Our observations on the GRIT and Montalbano datasets show high variability in hand preference. Besides hand dominance, fatigue and injuries are among the most common factors that drive the interchangeable use of both hands. Therefore, a robust system that works with subjects regardless of the dominant hand is beneficial. Our system accomplishes that by extracting the pose of the hand actively used while making the gesture. Thus, it does not require mirroring videos of left-handed subjects [14] or a dedicated network for each hand [15]. Consequently, our approach facilitates higher flexibility, which should assist in less restrictive and guided HRI scenarios. However, this is a broader research domain, and more work could be done in this area. Another interesting finding is that our architecture is prone to confusion between classes with a similar hand pose at the stroke phase. Gestures such as “furbo” and “buonissimo” are almost identical at the peak with minor distinction. Thus, precisely recognizing these classes requires a more detailed interpretation of facial or speech information. Our modular architectural design facilitates that by incorporating additional channels. We hypothesize that such faulty system behavior can be avoided by including the body pose information.
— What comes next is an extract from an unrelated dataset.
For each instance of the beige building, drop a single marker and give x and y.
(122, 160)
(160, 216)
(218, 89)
However, it remains an open question whether this is achievable in an architecture based on RGB data only.

Finally, our training scheme could be further improved. In our evaluation, we use a stratified sampler for the data splits to avoid imbalances of class labels. Having a representative test set is important due to the small size of the GRIT dataset and to make sure that challenging gestures, such as “hello” and “no,” are represented fairly in the test set. Although our data split guarantees mutually exclusive sample sets, some of those samples might be recorded for the same participants. Since many participants were recorded in different surroundings and appearances, i.e., different outfits, each environmental and appearance combination presents a different challenge to our RGB approach. However, having a different training strategy, e.g., using a subject-wise split, would demonstrate the model’s robustness to subject variability. Although this is not part of this study, we highlight it as a potential future improvement.

Conclusion

Our study presents a novel architecture called Snapture, which integrates static and dynamic information. Our use of RGB data only and our lightweight architecture allow compatibility with any system equipped with a camera, including robots. We also suggest an algorithm for analyzing gesture motion profiles, which is essential for revealing the unique characteristics of gestures. Our results show that incorporating the hand pose at the gesture’s peak with motion information offers a solution to the issues of indistinctive and subtle movements. The results also demonstrate that these challenges are more prominent in the context of co-speech gestures than robot commands. Therefore, this hints at the substance of evaluating frameworks across multiple gesture domains. Additionally, our Snapturethold extension highlights the influence of RGB data quality for system performance and provides a means for optimization based on a snapshot of a gesture. Overall, our work contributes to bridging the gap between static and dynamic gestures allowing gesture applications that foster immersive and less controlled HRI experiences.